The Board of abrdn Diversified Income And Growth Plc (LSE:ADIG) announced the outcome of the strategic review process that commenced on 20 June 2023. The strategic review sought to address the material discount to net asset value ("NAV") at which the Company's shares have traded and consider how best to deliver value to shareholders. Following careful consideration of the options available to the Company, including asset sales and discussions with third parties, the Board has determined that it is in the best interests of its shareholders to continue the Company's existing investment strategy and to return optimal value by means of enhanced distributions, comprising realised gains and surplus available cash, through a combination of special dividends and a tender offer (the "Enhanced Distribution Programme").

The Enhanced Distribution Programme is expected to return between £30 million and £35 million to shareholders by the end of 2024 and further enhanced returns of value, including special dividends, are envisaged during 2025 and 2026 as a substantial part of the Company's private markets portfolio matures. Having considered a number of potential options under the strategic review, the Company continues to be committed to offering shareholders an attractive and differentiated investment proposition characterised by a genuinely diversified portfolio which provides access to a wide selection of asset classes, an attractive level of dependable income and defensive characteristics relative to the volatility of equity markets. Outcome of the strategic review: As noted at the outset of the strategic review, the Board has been encouraged that, in exceptionally volatile markets, Nalaka De Silva and the Company's wider investment team have continued to deliver steady performance under the Company's investment strategy adopted in 2020.
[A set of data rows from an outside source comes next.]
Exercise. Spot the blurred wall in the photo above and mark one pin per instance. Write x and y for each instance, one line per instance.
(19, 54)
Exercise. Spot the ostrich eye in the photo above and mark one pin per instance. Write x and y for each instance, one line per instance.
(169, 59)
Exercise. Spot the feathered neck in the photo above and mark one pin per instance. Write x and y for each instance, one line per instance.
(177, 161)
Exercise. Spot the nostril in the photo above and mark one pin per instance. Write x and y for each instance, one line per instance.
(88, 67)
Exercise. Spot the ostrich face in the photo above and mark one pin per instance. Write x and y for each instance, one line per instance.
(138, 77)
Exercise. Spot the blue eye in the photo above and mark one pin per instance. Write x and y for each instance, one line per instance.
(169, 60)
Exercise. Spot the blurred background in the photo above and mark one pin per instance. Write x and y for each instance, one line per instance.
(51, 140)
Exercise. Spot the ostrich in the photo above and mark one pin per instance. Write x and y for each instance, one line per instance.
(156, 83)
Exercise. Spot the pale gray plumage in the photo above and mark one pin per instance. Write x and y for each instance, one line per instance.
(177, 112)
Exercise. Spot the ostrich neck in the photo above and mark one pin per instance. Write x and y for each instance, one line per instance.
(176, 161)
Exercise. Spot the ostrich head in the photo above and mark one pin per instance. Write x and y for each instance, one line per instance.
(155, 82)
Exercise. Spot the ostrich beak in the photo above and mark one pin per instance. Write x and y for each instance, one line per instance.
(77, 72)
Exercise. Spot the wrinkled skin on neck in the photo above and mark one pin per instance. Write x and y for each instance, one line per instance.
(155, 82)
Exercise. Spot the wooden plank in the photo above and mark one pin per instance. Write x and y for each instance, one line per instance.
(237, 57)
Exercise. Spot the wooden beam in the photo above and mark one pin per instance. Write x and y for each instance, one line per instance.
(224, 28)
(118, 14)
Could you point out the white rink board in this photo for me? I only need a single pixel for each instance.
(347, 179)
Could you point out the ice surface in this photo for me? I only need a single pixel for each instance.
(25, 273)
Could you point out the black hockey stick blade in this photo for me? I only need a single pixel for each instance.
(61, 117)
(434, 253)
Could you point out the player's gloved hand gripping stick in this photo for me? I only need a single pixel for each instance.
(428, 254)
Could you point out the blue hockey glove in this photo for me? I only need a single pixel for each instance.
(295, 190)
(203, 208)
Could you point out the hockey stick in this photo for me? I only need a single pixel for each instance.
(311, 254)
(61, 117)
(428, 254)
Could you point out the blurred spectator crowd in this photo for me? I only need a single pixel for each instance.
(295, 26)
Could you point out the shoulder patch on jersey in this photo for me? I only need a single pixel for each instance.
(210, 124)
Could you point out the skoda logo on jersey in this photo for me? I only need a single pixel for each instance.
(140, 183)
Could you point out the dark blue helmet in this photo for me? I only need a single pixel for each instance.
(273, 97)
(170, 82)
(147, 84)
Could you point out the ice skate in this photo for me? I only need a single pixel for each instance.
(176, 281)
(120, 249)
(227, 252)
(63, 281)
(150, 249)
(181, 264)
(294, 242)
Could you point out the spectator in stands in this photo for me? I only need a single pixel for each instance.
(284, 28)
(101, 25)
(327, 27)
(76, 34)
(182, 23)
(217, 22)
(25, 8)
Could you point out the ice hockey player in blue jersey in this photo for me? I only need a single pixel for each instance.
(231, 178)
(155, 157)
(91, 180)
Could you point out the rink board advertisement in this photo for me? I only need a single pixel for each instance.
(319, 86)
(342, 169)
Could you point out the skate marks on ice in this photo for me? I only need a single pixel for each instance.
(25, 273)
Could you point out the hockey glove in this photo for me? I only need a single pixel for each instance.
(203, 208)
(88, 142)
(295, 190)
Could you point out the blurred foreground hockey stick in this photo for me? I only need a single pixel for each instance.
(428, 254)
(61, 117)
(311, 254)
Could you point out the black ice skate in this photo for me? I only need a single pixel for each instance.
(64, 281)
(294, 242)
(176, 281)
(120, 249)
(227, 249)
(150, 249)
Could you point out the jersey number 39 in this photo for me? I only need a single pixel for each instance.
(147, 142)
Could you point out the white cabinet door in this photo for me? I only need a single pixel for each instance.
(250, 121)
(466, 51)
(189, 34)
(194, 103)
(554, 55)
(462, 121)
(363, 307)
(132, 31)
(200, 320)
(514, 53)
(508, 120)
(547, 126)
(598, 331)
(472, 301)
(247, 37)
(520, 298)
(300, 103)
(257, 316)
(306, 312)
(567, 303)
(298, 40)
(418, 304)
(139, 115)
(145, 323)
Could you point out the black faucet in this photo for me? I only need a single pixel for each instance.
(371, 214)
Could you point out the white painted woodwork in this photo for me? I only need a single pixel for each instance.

However, despite this, the Company's shares have continued to trade at a material and persistent discount to their NAV and, accordingly, the Board announced on 20 June 2023 that it was commencing a strategic review to consider how the Company can best deliver value to shareholders. Having consulted with abrdn Investments Limited (the "Investment Manager" or "abrdn") and taken third party advice regarding the market for secondary fund interests, the Board concluded that the early disposal of private market investments in current market conditions would necessitate a substantial discount to their long term realisable values, and thereby limit the value that could be achieved for shareholders. Accordingly, the Board has sought to avoid an outcome of the strategic review that would require material realisations of private market investments in the current market environment.

The Company received a number of proposals in response to the strategic review and, in particular, was engaged in discussions regarding potential combinations with other investment trusts that the Board believed could achieve the aims of the strategic review. Whilst these discussions were encouraging, the Board ultimately concluded that none of the third party proposals put forward would optimise shareholder value at this time, and determined that shareholder interests would be better served over the near to medium term by realising value from the Company's existing investment strategy and portfolio.